Apprendere una lingua straniera è molto importante non soltanto per avere più possibilità nel mondo del lavoro e più opportunità in generale di viaggiare e interagire con gli altri. È stato infatti provato da alcune ricerche specifiche che imparare una lingua straniera, come per esempio l’inglese, anche appreso come seconda lingua, può rappresentare molti benefici anche a livello mentale. L’apprendimento di una seconda lingua è in grado di migliorare alcune capacità mentali, che tutti noi sfruttiamo a livello cognitivo in varie situazioni nella vita di ogni giorno. Soprattutto migliorano le capacità di problem solving e si ha un potenziamento della memoria. Ma andiamo più nei dettagli e vediamo quanto possa essere importante imparare un’altra lingua come l’inglese.

Imparare l’inglese aiuta a diventare più multitasking

I corsi di inglese per adulti rappresentano un’opportunità molto importante da sfruttare per potenziare le capacità cognitive di ciascuno.

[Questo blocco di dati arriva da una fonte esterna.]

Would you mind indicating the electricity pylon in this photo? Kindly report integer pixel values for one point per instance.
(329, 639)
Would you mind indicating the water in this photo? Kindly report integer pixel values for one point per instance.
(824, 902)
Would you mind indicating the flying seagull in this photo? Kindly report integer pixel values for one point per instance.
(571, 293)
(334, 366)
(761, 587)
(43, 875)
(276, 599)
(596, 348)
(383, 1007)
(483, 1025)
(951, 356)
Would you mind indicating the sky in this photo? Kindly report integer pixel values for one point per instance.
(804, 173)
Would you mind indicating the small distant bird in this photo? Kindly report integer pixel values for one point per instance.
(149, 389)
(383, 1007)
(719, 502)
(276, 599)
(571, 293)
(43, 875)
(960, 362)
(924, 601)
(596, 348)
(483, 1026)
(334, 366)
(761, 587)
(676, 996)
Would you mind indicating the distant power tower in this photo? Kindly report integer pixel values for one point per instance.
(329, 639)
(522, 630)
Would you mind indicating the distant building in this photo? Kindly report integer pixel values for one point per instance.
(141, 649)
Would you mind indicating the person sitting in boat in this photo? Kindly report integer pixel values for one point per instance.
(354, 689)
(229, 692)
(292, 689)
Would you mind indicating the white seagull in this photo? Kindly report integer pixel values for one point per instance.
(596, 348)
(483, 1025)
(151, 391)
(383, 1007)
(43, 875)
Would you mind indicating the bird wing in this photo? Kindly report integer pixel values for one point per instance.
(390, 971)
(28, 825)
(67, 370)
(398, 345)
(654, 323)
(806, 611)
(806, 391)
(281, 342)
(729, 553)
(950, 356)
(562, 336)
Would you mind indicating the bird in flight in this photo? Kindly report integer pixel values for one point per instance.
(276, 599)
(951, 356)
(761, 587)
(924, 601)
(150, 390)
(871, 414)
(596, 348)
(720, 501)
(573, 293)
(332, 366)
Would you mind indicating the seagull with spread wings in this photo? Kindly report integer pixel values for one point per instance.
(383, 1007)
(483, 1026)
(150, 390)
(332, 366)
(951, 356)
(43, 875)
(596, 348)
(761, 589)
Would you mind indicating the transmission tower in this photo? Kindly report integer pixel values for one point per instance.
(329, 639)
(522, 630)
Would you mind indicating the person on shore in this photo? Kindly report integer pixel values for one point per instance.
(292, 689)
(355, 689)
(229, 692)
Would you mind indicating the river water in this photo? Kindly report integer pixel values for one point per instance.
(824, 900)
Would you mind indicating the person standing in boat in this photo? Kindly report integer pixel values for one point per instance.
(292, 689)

Infatti soprattutto chi parla due lingue riesce ad eseguire più compiti contemporaneamente, anche potendo contare su una certa rapidità di azione.

L’apprendimento di una lingua straniera, come appunto l’inglese, aiuta a sviluppare una certa flessibilità mentale e costituisce un vero e proprio allenamento che aiuta a proteggersi anche dalle malattie degenerative che possono colpire il cervello.

Migliorano sicuramente le capacità di passare con una certa velocità da un compito all’altro, senza avere la possibilità di interruzioni. In generale vengono ampliate le capacità di memorizzazione. È stato infatti provato, attraverso alcuni studi che sono stati fatti sull’argomento, che chi si dedica all’apprendimento di una lingua straniera acquisisce la possibilità di conservare molto più efficacemente diverse informazioni.

Soprattutto l’apprendimento di una lingua straniera influisce in maniera positiva nel migliorare le capacità di calcolo, le abilità nella lettura e nell’aiutare nelle capacità di ascolto.

Il miglioramento delle capacità di problem solving

Ma c’è una capacità molto importante a cui oggi le scienze cognitive dedicano particolare attenzione. Si tratta delle capacità di problem solving. Anche queste attraversano un miglioramento dall’apprendimento di una lingua straniera come l’inglese. Questo accade perché imparando una nuova lingua si ha più possibilità di avere un controllo maggiore sull’attenzione.

Nel momento in cui ad una persona che parla una seconda lingua si pone un ostacolo rappresentato dalla risoluzione di una situazione difficile, si attivano più capacità che permettono di instaurare un circolo positivo che porta più facilmente alla risoluzione del problema.

Infatti è come se imparando una nuova lingua la nostra mente si abituasse a fare una selezione più accurata delle informazioni e a saper scegliere ciò che è veramente importante.

Contemporaneamente si è visto che chi è bilingue ha un accrescimento delle aree del cervello dedicate al linguaggio. Allo stesso tempo l’apprendimento di una lingua straniera ha degli effetti davvero incredibili sul comportamento. Non soltanto migliorano le capacità di problem solving, ma si acquisisce, attraverso un apprendimento dedicato ad una lingua straniera come l’inglese, un nuovo modo di concepire e di vedere la vita. Apprendere una lingua straniera riesce a dare una più ampia visione del mondo.

D’altronde non possiamo ignorare che sapere come e dove guardare si dimostra ormai un fattore chiave che viene sfruttato in diversi ambiti. Se ne ricavano ottimi benefici che incidono per esempio sulle potenzialità che si possono mettere in atto in campo lavorativo e su altri settori della vita, come, per esempio, quello che riguarda la capacità di relazionarsi con gli altri.

Si acquisiscono inoltre maggiori capacità decisionali e viene sviluppata un’altra area della nostra mente che oggi è ritenuta fondamentale. Si tratta anche di potenziare un altro aspetto della creatività, che può far riuscire in molti campi in cui c’è bisogno di dimostrare una certa flessibilità e una determinata capacità di adattamento.